Do Hedge Funds Think GRMN Is A Good Stock To Buy Now?
At the end of the third quarter, a total of 32 of the hedge funds tracked by Insider Monkey were long this stock, a change of 39% from one quarter earlier. Below, you can check out the change in hedge fund sentiment towards GRMN over the last 21 quarters. So, let’s review which hedge funds were among the top holders of the stock and which hedge funds were making big moves.
More specifically, AQR Capital Management was the largest shareholder of Garmin Ltd. (NASDAQ:GRMN), with a stake worth $158.4 million reported as of the end of September. Trailing AQR Capital Management was Select Equity Group, which amassed a stake valued at $61.7 million. D E Shaw, Adage Capital Management, and Marshall Wace LLP were also very fond of the stock, becoming one of the largest hedge fund holders of the company. In terms of the portfolio weights assigned to each position G2 Investment Partners Management allocated the biggest weight to Garmin Ltd. (NASDAQ:GRMN), around 1.15% of its 13F portfolio. Potrero Capital Research is also relatively very bullish on the stock, earmarking 0.8 percent of its 13F equity portfolio to GRMN.
Consequently, some big names were breaking ground themselves. Renaissance Technologies, established the biggest position in Garmin Ltd. (NASDAQ:GRMN). Renaissance Technologies had $19.7 million invested in the company at the end of the quarter. Greg Eisner’s Engineers Gate Manager also made a $3.7 million investment in the stock during the quarter. The other funds with brand new GRMN positions are Dmitry Balyasny’s Balyasny Asset Management, Jinghua Yan’s TwinBeech Capital, and Jack Ripsteen’s Potrero Capital Research.
Let’s go over hedge fund activity in other stocks similar to Garmin Ltd. (NASDAQ:GRMN).
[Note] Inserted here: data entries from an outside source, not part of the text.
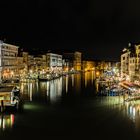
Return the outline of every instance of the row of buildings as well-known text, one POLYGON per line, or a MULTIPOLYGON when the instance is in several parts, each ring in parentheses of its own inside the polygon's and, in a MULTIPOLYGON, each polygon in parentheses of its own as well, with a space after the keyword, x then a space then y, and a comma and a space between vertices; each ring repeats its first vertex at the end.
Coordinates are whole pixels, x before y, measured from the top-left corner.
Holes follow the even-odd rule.
POLYGON ((121 54, 121 76, 128 80, 140 80, 140 45, 128 44, 121 54))
POLYGON ((77 51, 61 55, 55 53, 30 55, 28 52, 20 51, 18 46, 0 41, 0 81, 34 74, 104 71, 116 67, 119 69, 116 62, 82 60, 82 53, 77 51))

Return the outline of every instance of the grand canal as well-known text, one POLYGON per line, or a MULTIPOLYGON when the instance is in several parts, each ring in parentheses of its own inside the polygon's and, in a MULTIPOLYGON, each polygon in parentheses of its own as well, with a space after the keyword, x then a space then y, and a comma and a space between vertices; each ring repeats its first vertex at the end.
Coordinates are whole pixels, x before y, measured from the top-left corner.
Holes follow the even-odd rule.
POLYGON ((99 97, 96 90, 94 72, 22 83, 23 109, 0 115, 0 137, 139 139, 140 101, 99 97))

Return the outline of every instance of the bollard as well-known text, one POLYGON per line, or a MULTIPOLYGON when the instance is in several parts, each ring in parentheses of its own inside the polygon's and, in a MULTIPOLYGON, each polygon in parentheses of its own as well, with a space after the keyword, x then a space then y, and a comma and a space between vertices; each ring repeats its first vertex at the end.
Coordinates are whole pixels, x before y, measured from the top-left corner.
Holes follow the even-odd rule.
POLYGON ((3 112, 4 111, 4 102, 3 102, 3 100, 1 100, 1 112, 3 112))

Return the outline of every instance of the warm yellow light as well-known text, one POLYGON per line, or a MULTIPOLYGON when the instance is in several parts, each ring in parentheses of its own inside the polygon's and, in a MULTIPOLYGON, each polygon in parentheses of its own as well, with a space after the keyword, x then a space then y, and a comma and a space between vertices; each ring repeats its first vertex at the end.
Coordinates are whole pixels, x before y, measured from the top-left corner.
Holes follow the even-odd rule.
POLYGON ((11 71, 11 75, 14 75, 14 72, 13 71, 11 71))
POLYGON ((99 71, 97 71, 97 72, 96 72, 96 75, 97 75, 97 76, 99 76, 99 75, 100 75, 99 71))

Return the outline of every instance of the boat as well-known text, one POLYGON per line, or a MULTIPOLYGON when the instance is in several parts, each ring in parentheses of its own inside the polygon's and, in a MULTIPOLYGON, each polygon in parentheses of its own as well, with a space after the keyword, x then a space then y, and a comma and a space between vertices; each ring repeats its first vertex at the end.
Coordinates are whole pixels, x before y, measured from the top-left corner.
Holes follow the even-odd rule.
POLYGON ((20 102, 20 89, 18 86, 0 87, 0 107, 15 107, 18 109, 20 102))

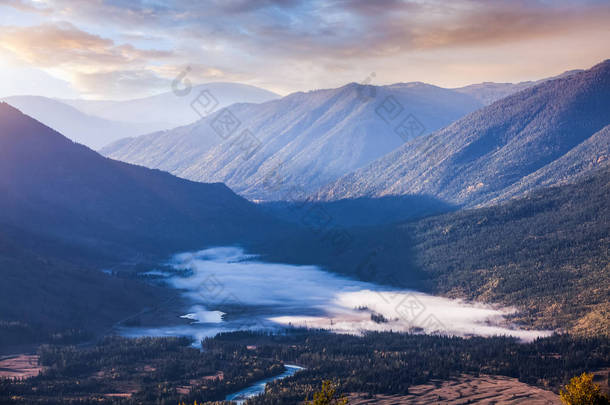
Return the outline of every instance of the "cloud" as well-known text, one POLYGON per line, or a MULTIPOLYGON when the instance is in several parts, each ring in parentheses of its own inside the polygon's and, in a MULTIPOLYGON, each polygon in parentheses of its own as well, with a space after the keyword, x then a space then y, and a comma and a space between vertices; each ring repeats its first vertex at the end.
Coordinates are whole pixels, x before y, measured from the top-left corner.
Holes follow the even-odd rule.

These stocks are Telefonica S.A. (NYSE:TEF), EPAM Systems Inc (NYSE:EPAM), Maxim Integrated Products Inc. (NASDAQ:MXIM), Akamai Technologies, Inc. (NASDAQ:AKAM), The Cooper Companies, Inc. (NYSE:COO), Vulcan Materials Company (NYSE:VMC), and Palantir Technologies Inc. (NYSE:PLTR). This group of stocks’ market values resemble GRMN’s market value.
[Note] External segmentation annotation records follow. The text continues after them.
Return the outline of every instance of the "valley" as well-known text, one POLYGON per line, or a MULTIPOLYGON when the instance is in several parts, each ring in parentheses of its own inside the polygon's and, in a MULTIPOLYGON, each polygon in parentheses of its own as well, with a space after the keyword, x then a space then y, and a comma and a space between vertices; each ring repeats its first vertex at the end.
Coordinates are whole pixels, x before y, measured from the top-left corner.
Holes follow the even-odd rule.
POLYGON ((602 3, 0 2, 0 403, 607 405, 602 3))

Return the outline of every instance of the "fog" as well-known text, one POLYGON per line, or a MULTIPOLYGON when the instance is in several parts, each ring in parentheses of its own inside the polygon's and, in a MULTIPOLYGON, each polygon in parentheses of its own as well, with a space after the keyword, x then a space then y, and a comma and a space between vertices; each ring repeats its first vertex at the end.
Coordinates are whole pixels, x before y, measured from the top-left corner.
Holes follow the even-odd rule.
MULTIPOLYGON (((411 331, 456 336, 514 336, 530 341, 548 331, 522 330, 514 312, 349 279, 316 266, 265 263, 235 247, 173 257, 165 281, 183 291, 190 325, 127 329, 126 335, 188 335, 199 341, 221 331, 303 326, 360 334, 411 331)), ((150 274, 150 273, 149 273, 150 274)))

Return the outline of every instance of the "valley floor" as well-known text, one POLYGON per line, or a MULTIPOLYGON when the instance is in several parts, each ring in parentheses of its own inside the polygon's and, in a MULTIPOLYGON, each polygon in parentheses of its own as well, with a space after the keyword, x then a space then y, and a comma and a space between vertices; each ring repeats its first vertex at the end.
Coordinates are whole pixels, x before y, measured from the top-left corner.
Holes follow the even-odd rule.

Ticker | No of HFs with positions | Total Value of HF Positions (x1000) | Change in HF Position |
---|---|---|---|
TEF | 5 | 6896 | -1 |
EPAM | 33 | 574847 | 5 |
MXIM | 52 | 1964354 | 19 |
AKAM | 40 | 441271 | 0 |
COO | 30 | 1218371 | -4 |
VMC | 42 | 1331465 | -9 |
PLTR | 31 | 643387 | 31 |
Average | 33.3 | 882942 | 5.9 |
View table here if you experience formatting issues.
As you can see these stocks had an average of 33.3 hedge funds with bullish positions and the average amount invested in these stocks was $883 million. That figure was $515 million in GRMN’s case. Maxim Integrated Products Inc. (NASDAQ:MXIM) is the most popular stock in this table. On the other hand Telefonica S.A. (NYSE:TEF) is the least popular one with only 5 bullish hedge fund positions. Garmin Ltd. (NASDAQ:GRMN) is not the least popular stock in this group but hedge fund interest is still below average. Our overall hedge fund sentiment score for GRMN is 68.7. Stocks with higher number of hedge fund positions relative to other stocks as well as relative to their historical range receive a higher sentiment score. Our calculations showed that top 20 most popular stocks among hedge funds returned 41.3% in 2019 and outperformed the S&P 500 ETF (SPY) by 10 percentage points. These stocks gained 33.3% in 2020 through December 18th and still beat the market by 16.4 percentage points. A small number of hedge funds were also right about betting on GRMN as the stock returned 26.6% since the end of the third quarter (through 12/18) and outperformed the market by an even larger margin.